Irkçı bir saldırıdır denildi ve bu söylem üzerinden çok sayıda yorum geliştirildi.
Adli bir vakı’a denildi, aileler içi bir kavganın, bir çocuk kavgasının son halkası denildi bu söylem üzerinden de birçok söylem geliştirildi.
Her iki söylem taraftarları “#Provokasyonagelme” ve “#Konyakatliam” başlıklarıyla hastag açtılar ve her iki taraf da bu hastagların altını iddia ve yorumlarıyla doldurdular.

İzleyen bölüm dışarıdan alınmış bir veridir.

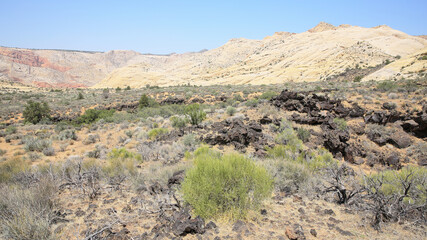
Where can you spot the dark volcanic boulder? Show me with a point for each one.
(235, 132)
(183, 224)
(173, 100)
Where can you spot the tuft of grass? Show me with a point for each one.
(225, 186)
(11, 167)
(341, 124)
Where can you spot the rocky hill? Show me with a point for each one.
(324, 52)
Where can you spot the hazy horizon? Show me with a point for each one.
(187, 26)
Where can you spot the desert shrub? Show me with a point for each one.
(11, 130)
(341, 124)
(91, 138)
(121, 163)
(418, 151)
(34, 112)
(26, 213)
(146, 101)
(386, 86)
(11, 167)
(231, 110)
(268, 95)
(195, 113)
(229, 185)
(158, 151)
(178, 122)
(93, 115)
(98, 152)
(342, 181)
(35, 144)
(397, 195)
(190, 141)
(156, 132)
(67, 134)
(49, 151)
(290, 138)
(315, 160)
(303, 134)
(162, 111)
(357, 79)
(252, 103)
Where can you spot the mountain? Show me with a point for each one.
(59, 68)
(321, 53)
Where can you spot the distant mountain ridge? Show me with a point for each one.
(320, 53)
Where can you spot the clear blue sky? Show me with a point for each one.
(180, 26)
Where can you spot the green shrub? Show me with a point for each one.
(252, 103)
(315, 160)
(27, 213)
(397, 195)
(341, 124)
(288, 176)
(121, 162)
(35, 144)
(231, 110)
(34, 112)
(178, 122)
(146, 101)
(225, 186)
(238, 98)
(67, 134)
(195, 113)
(290, 138)
(11, 167)
(156, 132)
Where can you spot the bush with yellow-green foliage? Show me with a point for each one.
(157, 132)
(225, 186)
(11, 167)
(397, 195)
(121, 163)
(27, 213)
(195, 113)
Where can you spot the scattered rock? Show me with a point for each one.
(313, 232)
(183, 224)
(176, 178)
(239, 226)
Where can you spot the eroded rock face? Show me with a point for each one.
(336, 141)
(183, 224)
(313, 105)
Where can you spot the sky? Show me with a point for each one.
(166, 26)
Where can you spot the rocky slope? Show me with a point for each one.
(59, 68)
(322, 53)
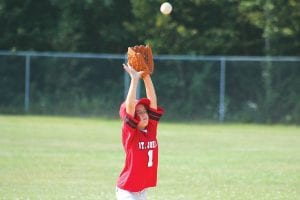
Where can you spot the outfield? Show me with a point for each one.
(74, 158)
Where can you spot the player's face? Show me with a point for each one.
(142, 113)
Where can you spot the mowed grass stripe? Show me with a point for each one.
(80, 158)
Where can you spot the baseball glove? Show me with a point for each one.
(141, 59)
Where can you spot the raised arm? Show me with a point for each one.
(131, 95)
(150, 91)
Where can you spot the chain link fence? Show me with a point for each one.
(190, 88)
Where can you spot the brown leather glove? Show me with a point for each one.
(141, 59)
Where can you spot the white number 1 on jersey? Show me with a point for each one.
(150, 158)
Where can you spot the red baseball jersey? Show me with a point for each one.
(141, 148)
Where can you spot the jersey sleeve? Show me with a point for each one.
(155, 114)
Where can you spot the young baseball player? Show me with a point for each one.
(140, 120)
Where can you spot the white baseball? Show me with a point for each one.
(166, 8)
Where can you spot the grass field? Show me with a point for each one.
(74, 158)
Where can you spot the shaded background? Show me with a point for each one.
(265, 92)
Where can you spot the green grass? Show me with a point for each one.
(73, 158)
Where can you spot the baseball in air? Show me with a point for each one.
(166, 8)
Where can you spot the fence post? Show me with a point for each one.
(27, 84)
(222, 90)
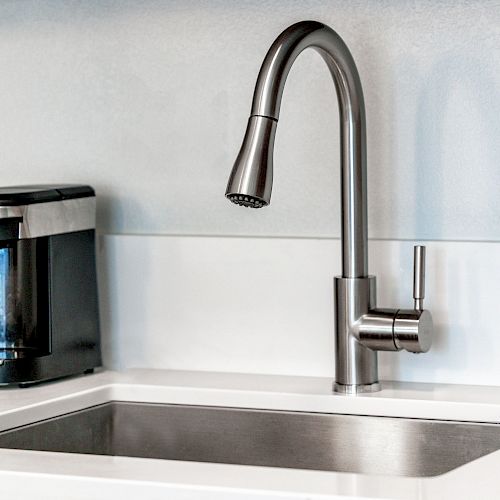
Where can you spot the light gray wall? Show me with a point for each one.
(148, 102)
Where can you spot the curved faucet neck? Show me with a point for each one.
(267, 101)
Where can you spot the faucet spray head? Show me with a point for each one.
(251, 179)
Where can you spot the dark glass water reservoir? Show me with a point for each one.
(24, 292)
(49, 317)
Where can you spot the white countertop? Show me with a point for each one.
(24, 474)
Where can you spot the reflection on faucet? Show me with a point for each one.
(361, 329)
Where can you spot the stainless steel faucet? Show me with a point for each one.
(361, 329)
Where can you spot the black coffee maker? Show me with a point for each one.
(49, 317)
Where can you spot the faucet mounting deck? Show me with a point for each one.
(360, 328)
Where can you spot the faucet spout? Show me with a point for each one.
(265, 114)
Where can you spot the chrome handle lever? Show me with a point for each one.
(418, 276)
(413, 328)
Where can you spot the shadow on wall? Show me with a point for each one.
(431, 174)
(472, 78)
(113, 290)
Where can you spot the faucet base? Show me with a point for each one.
(355, 388)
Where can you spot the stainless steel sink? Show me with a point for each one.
(343, 443)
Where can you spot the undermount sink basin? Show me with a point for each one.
(327, 442)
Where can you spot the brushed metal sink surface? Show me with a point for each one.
(342, 443)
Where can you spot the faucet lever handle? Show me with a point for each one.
(418, 276)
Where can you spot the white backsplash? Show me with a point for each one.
(148, 101)
(265, 305)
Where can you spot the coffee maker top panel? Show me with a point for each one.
(27, 195)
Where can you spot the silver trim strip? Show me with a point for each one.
(54, 217)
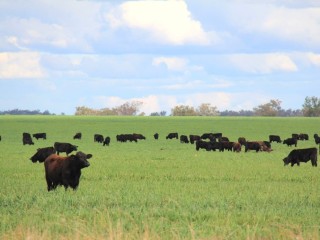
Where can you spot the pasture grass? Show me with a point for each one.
(159, 189)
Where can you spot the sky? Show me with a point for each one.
(235, 54)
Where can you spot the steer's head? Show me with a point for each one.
(286, 161)
(83, 159)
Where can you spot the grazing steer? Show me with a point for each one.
(184, 139)
(225, 145)
(290, 142)
(301, 155)
(209, 146)
(65, 147)
(98, 138)
(40, 135)
(172, 135)
(274, 138)
(236, 147)
(26, 139)
(78, 136)
(138, 136)
(316, 138)
(203, 144)
(303, 136)
(265, 146)
(252, 146)
(42, 154)
(156, 136)
(106, 141)
(207, 136)
(194, 138)
(242, 140)
(65, 171)
(223, 139)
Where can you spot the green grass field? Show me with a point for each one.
(159, 189)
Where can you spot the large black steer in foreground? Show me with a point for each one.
(301, 155)
(65, 171)
(42, 154)
(65, 147)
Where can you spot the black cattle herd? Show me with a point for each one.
(66, 170)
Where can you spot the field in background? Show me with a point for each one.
(159, 189)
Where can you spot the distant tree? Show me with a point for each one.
(311, 107)
(205, 109)
(85, 111)
(271, 108)
(162, 113)
(24, 112)
(128, 108)
(183, 110)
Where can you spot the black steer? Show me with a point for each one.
(65, 147)
(42, 154)
(301, 155)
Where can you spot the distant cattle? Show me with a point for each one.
(295, 135)
(40, 135)
(42, 154)
(172, 135)
(209, 146)
(98, 138)
(217, 135)
(209, 136)
(274, 138)
(252, 146)
(226, 145)
(204, 145)
(65, 147)
(236, 147)
(139, 136)
(303, 136)
(126, 137)
(290, 142)
(26, 139)
(265, 146)
(223, 139)
(106, 141)
(65, 171)
(242, 141)
(184, 139)
(156, 136)
(77, 136)
(194, 138)
(301, 155)
(316, 138)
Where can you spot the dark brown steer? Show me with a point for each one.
(65, 171)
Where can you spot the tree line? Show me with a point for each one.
(25, 112)
(310, 108)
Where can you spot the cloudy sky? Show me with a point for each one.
(235, 54)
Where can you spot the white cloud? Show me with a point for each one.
(20, 65)
(263, 63)
(172, 63)
(314, 58)
(166, 21)
(292, 25)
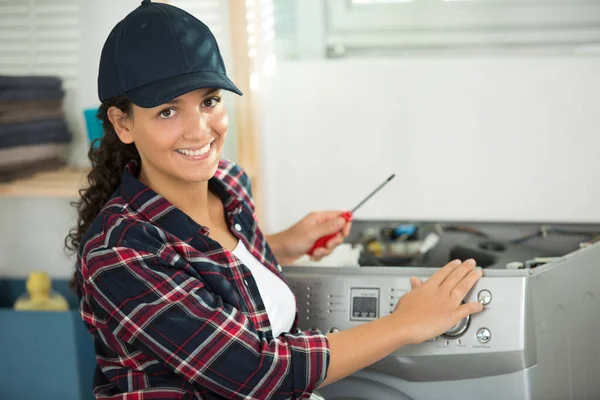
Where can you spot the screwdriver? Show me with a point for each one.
(322, 242)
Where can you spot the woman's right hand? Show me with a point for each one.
(436, 305)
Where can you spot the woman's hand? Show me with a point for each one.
(297, 240)
(433, 307)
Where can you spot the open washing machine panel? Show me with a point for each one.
(538, 338)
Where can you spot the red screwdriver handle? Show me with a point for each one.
(322, 241)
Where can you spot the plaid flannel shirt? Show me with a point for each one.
(176, 316)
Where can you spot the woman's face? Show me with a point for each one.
(182, 139)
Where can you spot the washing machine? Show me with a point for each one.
(537, 338)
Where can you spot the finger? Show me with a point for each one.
(318, 254)
(337, 240)
(459, 292)
(467, 309)
(458, 274)
(415, 282)
(443, 272)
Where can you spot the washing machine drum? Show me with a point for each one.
(354, 388)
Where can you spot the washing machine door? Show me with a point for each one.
(356, 388)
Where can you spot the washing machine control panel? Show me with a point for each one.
(364, 304)
(340, 298)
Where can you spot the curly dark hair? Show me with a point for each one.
(108, 162)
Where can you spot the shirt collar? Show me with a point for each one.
(158, 210)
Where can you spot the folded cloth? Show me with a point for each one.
(21, 170)
(30, 110)
(29, 82)
(23, 154)
(36, 132)
(31, 94)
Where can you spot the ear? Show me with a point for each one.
(122, 124)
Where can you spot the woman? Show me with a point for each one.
(181, 290)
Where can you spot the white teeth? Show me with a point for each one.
(198, 152)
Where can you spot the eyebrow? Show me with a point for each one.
(177, 100)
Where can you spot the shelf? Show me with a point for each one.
(64, 182)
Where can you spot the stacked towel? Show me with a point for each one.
(34, 135)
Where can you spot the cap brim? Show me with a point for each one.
(164, 90)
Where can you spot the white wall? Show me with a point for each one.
(470, 139)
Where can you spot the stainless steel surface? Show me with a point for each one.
(537, 338)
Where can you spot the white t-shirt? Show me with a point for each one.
(279, 300)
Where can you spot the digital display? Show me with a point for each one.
(364, 307)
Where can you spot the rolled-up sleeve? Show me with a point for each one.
(147, 302)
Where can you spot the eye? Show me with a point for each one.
(211, 102)
(167, 113)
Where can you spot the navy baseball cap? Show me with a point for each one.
(157, 53)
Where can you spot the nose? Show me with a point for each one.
(198, 126)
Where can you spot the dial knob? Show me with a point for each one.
(458, 329)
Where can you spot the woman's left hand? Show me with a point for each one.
(296, 241)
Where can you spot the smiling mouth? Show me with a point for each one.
(196, 152)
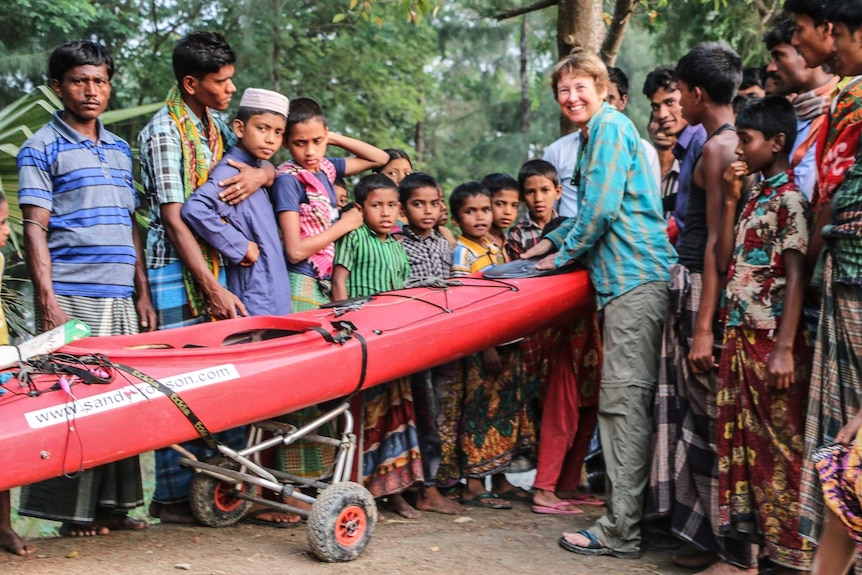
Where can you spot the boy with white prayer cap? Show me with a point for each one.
(246, 234)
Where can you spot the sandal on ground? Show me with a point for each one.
(516, 494)
(121, 522)
(253, 518)
(585, 499)
(486, 500)
(696, 560)
(82, 530)
(555, 509)
(596, 548)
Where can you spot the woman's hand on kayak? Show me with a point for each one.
(537, 250)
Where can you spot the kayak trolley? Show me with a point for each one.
(343, 516)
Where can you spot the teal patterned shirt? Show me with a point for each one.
(619, 232)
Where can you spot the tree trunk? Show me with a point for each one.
(579, 23)
(419, 135)
(525, 82)
(619, 23)
(276, 46)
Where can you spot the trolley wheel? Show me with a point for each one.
(213, 501)
(341, 522)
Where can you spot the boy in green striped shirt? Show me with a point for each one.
(370, 260)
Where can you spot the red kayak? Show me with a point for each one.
(236, 372)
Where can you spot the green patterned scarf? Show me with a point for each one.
(195, 172)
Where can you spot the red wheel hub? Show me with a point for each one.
(350, 525)
(225, 498)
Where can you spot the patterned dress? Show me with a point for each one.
(836, 380)
(486, 420)
(760, 428)
(391, 460)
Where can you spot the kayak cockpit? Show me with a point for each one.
(219, 334)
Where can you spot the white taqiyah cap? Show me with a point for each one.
(265, 100)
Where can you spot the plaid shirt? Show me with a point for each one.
(619, 232)
(430, 257)
(161, 158)
(523, 236)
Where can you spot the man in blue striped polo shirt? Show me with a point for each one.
(86, 261)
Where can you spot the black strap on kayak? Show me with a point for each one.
(347, 331)
(175, 398)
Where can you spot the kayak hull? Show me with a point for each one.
(236, 372)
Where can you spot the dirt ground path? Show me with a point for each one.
(494, 542)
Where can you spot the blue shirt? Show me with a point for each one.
(89, 191)
(619, 233)
(263, 287)
(688, 147)
(161, 157)
(805, 172)
(563, 155)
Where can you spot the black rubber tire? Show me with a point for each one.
(341, 522)
(210, 498)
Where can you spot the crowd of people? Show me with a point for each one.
(721, 369)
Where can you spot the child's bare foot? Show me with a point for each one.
(12, 542)
(82, 530)
(722, 568)
(430, 499)
(579, 497)
(397, 504)
(547, 499)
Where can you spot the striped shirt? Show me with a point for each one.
(469, 257)
(619, 233)
(161, 159)
(523, 236)
(89, 191)
(429, 256)
(375, 265)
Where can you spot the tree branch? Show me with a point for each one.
(541, 4)
(611, 46)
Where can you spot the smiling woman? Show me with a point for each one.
(620, 235)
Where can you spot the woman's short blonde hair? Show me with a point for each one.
(581, 63)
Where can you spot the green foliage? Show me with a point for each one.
(18, 121)
(739, 23)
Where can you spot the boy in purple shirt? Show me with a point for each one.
(246, 234)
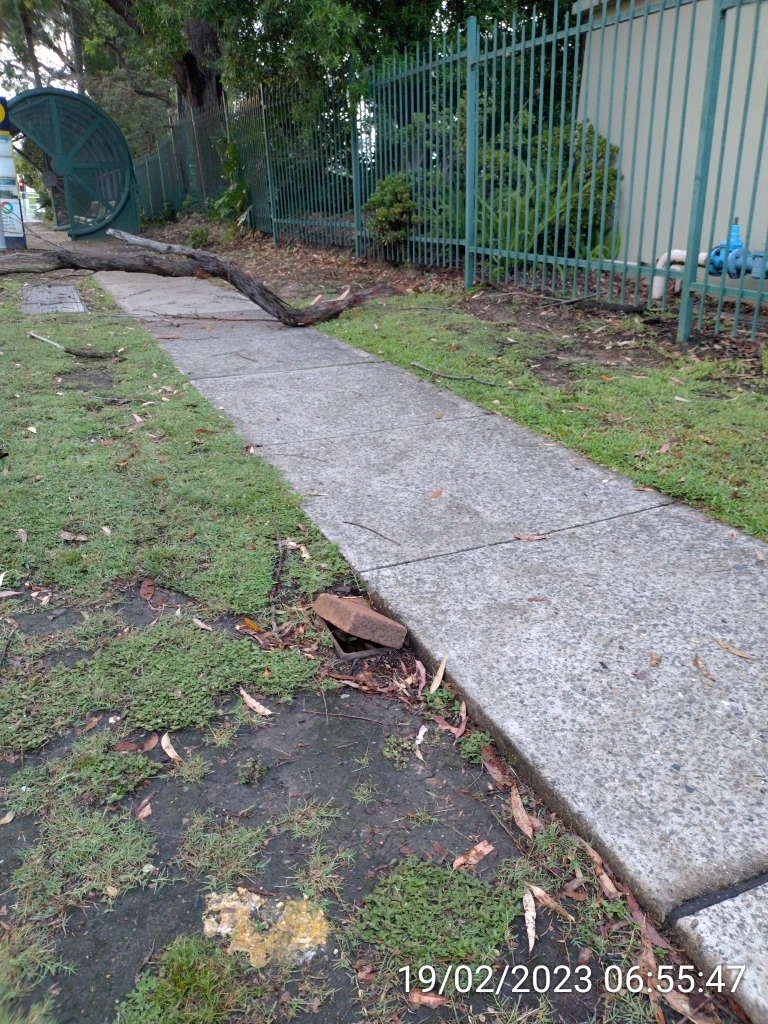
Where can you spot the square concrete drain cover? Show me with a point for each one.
(51, 299)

Bu tartışmalar beni 25 yıl öncesine götürdü. Konya’da ikamet eden bir arkadaşım anlatmıştı: “Kürt olduğumuz için bize kiralık ev vermeyenler vardı. Önce ırkımızı araştırıyorlardı. Kürt olduğumuzu öğrendiklerinde de ev vermiyorlardı. Çok zor bir süreç geçiriyorduk, canıma tak etmişti. Kiralık ev için yine ev bakmaya gittim. Ev sahibi bana; ‘Nerelisin?’ diye sorduğunda, otomatiğe atarak Mardinliyim, Kürdüm ve Şafiiyim” dedim. Tepemin tası atmıştı. İçinde bulunduğum psikolojik halim sesime de yansımıştı. Sinirlenmiştim. Kusura bakma demişti ama kusura bakmıştım bir kere…
Konya’da ikamet eden başka Kürt arkadaşlardan da ayrımcılığa maruz kalıp kalmadıklarını sordum. Yirmi beş yılı aşkın süre zarfında buna benzer münferid olaylarla karşılaşmışlar.
Bu olaydan bağımsız olarak söylüyorum; Kürt meselesinin ateşinin kıvılcımı batıya sıçramış ve zaman zaman yangınların çıkmasına sebebiyet vermekte baş ağrılarına yol açmaktadır.
İçişleri Bakanı konuyla alakalı; “Bunun Türk-Kürt meselesiyle ilgili herhangi bir tarafı söz konusu değildir. Bunu bu meseleye çekmek altını çizerek söylüyorum, bu saldırı kadar tehlikelidir ve bu saldırı kadar hem kınanacak hem de alçak bir değerlendirme olarak nitelendirilecek bir anlayıştır. Kimse ülkenin kardeşliğiyle uğraşmamalıdır. Bu milleti birbirlerine düşürmek için içerinden ve dışarıdan körükleyen var” şeklinde bir açıklama yaptı.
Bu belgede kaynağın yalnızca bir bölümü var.